Unified context: All agents share the same repository context, issues, and pull requests. No more copying and pasting context between different tools.
Full traceability: Every action from every agent is recorded in the repository history. You know exactly what each AI did, when it did it, and why.
Transparent agent-human collaboration: Agents can commit code, comment on pull requests, and participate in the development workflow as if they were human collaborators.
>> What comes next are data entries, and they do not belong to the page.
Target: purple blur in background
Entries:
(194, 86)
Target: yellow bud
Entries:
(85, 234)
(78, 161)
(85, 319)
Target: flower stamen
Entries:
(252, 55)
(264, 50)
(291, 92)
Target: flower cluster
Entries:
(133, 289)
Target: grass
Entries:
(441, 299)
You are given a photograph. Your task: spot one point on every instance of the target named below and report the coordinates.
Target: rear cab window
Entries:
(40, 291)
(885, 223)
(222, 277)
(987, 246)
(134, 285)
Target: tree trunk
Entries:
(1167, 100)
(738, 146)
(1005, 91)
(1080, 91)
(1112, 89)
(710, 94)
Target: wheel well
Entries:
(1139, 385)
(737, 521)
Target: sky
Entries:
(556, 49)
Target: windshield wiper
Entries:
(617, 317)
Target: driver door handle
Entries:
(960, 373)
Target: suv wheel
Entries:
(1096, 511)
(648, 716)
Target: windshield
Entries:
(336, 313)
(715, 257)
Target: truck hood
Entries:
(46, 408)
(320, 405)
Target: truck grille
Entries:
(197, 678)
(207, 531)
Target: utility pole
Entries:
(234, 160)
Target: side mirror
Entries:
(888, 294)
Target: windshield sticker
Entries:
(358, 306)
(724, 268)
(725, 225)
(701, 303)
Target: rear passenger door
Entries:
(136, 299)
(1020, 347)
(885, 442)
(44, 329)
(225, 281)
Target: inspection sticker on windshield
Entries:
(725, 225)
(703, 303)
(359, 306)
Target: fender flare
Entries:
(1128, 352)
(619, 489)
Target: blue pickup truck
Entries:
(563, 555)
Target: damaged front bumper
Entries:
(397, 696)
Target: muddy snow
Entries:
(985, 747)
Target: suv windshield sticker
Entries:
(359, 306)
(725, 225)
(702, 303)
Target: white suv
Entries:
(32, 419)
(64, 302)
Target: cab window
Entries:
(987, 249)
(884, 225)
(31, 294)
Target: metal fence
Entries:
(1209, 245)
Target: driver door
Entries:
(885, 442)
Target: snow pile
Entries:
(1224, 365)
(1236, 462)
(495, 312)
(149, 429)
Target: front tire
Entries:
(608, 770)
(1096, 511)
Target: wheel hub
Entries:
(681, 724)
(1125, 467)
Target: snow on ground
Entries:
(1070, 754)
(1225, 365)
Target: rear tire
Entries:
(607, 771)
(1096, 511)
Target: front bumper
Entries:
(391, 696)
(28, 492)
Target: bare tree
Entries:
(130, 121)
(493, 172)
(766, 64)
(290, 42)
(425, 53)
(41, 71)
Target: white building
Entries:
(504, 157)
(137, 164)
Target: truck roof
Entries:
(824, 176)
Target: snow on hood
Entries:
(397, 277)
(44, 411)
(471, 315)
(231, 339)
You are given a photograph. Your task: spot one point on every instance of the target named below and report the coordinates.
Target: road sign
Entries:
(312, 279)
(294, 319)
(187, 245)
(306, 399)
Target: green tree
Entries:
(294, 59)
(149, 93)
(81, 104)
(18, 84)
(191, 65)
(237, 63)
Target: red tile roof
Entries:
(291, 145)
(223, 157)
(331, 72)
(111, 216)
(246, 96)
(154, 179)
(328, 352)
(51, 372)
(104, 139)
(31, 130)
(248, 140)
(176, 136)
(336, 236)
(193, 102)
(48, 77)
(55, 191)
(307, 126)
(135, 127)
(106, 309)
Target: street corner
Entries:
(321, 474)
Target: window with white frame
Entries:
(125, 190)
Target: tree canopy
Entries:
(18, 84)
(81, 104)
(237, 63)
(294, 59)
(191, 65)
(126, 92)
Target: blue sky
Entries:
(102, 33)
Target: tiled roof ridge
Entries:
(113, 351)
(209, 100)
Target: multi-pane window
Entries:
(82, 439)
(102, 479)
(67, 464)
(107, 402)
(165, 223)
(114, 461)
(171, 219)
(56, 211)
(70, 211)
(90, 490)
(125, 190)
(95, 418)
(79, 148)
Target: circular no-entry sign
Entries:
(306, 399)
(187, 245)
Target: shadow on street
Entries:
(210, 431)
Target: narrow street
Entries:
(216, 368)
How Agent HQ Works in Practice
The way Agent HQ works is surprisingly simple for developers. Instead of installing different extensions or switching between terminals, everything happens inside the interface you already know.
Workflow
1. Task assignment:
- Open an issue in your repository
- Mention the desired agent (e.g., @copilot, @claude, @codex)
- The agent analyzes the issue context and starts working
2. Multi-agent execution:
- Assign the same task to two or three agents simultaneously
- Each agent creates its own branch and solution
- Compare approaches side by side in the pull request
3. Review and merge:
- Review the code generated by each agent
- See the reasoning behind each decision
- Merge the solution that makes the most sense for your project
What This Means for Developers
If you are a developer in 2026, Agent HQ fundamentally changes how you will interact with AI on a daily basis. This is no longer about using AI as a glorified autocomplete. It is about orchestrating multiple intelligent agents as part of your team.
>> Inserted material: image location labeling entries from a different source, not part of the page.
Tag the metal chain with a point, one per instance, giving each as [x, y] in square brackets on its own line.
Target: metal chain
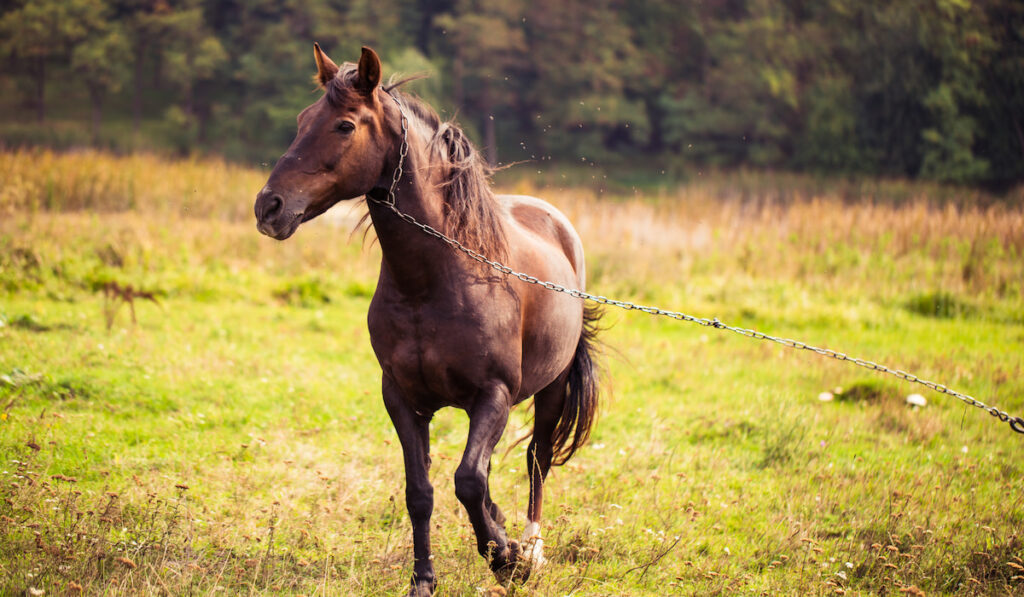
[1016, 423]
[402, 152]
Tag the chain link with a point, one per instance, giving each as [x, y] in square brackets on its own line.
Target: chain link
[1016, 423]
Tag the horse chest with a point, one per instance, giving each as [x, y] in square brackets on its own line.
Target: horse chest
[438, 353]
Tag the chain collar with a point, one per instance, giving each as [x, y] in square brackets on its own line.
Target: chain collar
[402, 152]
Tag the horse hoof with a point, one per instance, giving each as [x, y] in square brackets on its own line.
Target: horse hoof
[514, 568]
[532, 553]
[422, 589]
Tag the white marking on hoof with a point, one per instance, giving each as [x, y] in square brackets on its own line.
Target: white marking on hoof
[532, 546]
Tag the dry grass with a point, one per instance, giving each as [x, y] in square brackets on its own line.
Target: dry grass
[232, 440]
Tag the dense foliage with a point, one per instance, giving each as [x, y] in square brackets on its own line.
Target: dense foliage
[919, 88]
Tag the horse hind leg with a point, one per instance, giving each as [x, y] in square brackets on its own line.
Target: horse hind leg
[414, 434]
[564, 412]
[547, 411]
[486, 423]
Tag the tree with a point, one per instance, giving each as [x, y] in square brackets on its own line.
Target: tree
[487, 45]
[100, 61]
[43, 32]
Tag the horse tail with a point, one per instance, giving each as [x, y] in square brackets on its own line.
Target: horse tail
[580, 409]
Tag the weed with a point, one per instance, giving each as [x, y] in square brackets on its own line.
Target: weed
[939, 304]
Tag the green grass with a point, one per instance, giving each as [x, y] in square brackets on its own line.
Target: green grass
[233, 440]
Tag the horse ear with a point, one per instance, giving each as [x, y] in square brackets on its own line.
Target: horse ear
[326, 69]
[370, 71]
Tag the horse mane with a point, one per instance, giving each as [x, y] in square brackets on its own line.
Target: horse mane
[472, 212]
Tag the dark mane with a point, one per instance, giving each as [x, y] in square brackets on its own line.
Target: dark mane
[472, 211]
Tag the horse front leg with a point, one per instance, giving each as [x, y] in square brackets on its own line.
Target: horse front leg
[486, 423]
[414, 434]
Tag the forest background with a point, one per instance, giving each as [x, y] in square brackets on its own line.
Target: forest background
[929, 89]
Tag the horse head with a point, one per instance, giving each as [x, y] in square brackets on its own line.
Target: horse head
[340, 152]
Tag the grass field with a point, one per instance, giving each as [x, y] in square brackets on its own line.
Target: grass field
[232, 440]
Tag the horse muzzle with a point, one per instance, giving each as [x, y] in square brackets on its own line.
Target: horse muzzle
[273, 218]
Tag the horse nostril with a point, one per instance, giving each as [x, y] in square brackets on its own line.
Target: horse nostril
[271, 207]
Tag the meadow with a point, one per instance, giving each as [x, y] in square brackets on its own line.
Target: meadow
[231, 438]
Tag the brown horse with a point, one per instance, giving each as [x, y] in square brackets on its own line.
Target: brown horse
[446, 330]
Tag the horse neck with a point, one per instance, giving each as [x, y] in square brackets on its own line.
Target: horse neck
[413, 260]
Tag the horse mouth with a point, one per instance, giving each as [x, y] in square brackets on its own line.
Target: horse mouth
[279, 230]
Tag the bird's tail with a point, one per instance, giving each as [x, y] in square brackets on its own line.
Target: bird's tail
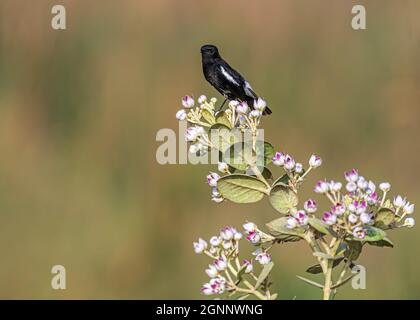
[267, 111]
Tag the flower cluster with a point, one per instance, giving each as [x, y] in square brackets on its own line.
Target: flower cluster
[227, 272]
[361, 205]
[293, 169]
[360, 211]
[202, 117]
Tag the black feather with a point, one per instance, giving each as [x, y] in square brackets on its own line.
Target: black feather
[229, 82]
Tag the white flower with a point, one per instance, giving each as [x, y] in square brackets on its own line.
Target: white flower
[263, 258]
[200, 245]
[409, 208]
[250, 227]
[218, 284]
[194, 148]
[237, 236]
[352, 218]
[366, 218]
[362, 183]
[291, 223]
[289, 162]
[181, 115]
[299, 168]
[233, 103]
[220, 263]
[242, 108]
[191, 134]
[399, 201]
[227, 244]
[217, 199]
[212, 179]
[315, 161]
[352, 175]
[223, 167]
[409, 222]
[335, 186]
[338, 209]
[351, 187]
[321, 187]
[215, 241]
[310, 206]
[254, 114]
[385, 186]
[227, 233]
[254, 237]
[249, 266]
[260, 104]
[359, 233]
[202, 99]
[207, 289]
[301, 217]
[278, 159]
[187, 102]
[211, 271]
[329, 218]
[371, 187]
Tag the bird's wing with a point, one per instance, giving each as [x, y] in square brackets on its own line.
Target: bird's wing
[249, 91]
[229, 75]
[237, 79]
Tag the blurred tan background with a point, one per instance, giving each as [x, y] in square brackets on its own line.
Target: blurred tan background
[80, 108]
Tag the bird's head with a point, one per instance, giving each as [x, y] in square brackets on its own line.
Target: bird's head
[209, 51]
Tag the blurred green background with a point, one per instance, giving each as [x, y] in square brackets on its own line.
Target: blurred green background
[80, 109]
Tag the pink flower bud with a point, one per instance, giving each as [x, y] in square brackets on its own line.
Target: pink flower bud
[315, 161]
[321, 187]
[278, 159]
[352, 175]
[310, 206]
[212, 179]
[187, 102]
[329, 218]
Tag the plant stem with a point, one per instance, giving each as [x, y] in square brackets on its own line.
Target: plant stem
[257, 172]
[328, 280]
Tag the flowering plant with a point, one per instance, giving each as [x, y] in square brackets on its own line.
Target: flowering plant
[360, 213]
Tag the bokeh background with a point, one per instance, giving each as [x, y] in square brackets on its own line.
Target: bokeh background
[80, 109]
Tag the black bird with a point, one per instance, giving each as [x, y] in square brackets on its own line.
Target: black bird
[225, 79]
Tip: Start by experimenting with smaller tasks like bug fixes or test generation. This lets you understand each agent's strengths before entrusting them with bigger tasks.
Opportunities
- Multiplied productivity: Instead of waiting for one agent to solve a problem, put three working in parallel and choose the best solution.
- Accelerated learning: Seeing how different AIs approach the same problem teaches patterns and techniques you might not have known.
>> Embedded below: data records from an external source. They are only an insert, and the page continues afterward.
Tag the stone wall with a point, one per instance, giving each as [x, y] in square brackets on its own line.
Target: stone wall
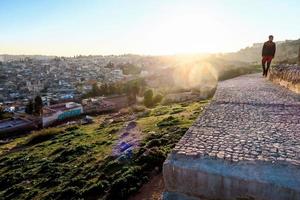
[287, 76]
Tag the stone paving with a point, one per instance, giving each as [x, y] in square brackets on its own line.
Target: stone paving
[249, 119]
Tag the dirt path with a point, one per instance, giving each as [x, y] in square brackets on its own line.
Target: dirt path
[152, 190]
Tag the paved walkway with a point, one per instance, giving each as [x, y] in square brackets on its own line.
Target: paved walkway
[250, 120]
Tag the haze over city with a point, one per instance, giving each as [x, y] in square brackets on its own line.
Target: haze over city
[73, 27]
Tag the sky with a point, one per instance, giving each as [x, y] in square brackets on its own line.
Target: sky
[147, 27]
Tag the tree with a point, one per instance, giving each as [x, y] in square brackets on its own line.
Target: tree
[95, 90]
[148, 95]
[38, 105]
[157, 99]
[29, 108]
[1, 111]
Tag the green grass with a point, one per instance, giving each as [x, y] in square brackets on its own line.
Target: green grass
[74, 162]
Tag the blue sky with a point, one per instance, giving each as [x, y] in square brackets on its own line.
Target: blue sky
[72, 27]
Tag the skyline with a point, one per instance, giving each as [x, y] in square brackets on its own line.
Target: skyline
[167, 27]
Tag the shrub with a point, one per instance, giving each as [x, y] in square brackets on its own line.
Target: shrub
[157, 99]
[169, 121]
[148, 96]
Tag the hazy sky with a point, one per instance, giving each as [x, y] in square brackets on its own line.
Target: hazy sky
[72, 27]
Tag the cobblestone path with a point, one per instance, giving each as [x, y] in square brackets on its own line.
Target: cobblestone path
[249, 119]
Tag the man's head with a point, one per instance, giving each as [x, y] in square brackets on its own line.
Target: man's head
[271, 38]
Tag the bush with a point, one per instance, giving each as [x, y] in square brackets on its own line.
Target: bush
[148, 96]
[157, 99]
[169, 121]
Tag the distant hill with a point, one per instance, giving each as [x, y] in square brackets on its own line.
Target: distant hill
[286, 52]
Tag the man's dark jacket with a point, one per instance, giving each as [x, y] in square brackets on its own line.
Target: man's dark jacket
[269, 49]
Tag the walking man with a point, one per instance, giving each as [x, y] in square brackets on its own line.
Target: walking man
[268, 53]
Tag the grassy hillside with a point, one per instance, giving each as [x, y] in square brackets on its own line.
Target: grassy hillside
[76, 162]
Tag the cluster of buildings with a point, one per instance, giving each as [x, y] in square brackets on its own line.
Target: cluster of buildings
[58, 113]
[61, 82]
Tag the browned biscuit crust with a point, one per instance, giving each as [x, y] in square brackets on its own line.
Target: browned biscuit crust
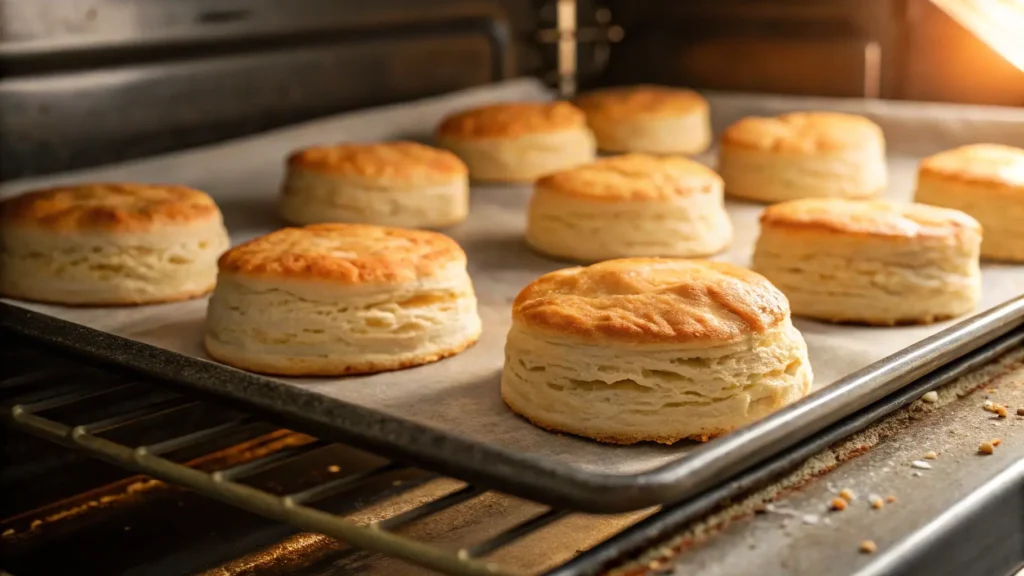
[395, 162]
[108, 207]
[345, 253]
[511, 120]
[633, 177]
[803, 132]
[868, 217]
[652, 301]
- Agent specialization: Over time, you will discover that certain agents are better for certain tasks. This creates a more efficient workflow.
- Senior developer value: The ability to evaluate, compare, and choose between AI-generated solutions becomes a critical competency.
Challenges
- Subscription cost: The feature is only available for Copilot Pro+ and Enterprise plans, which are not cheap.
- Information overload: Three agents generating three different solutions can be confusing for those not prepared to evaluate code critically.
- Growing dependency: The temptation to delegate everything to agents can weaken fundamental problem-solving skills.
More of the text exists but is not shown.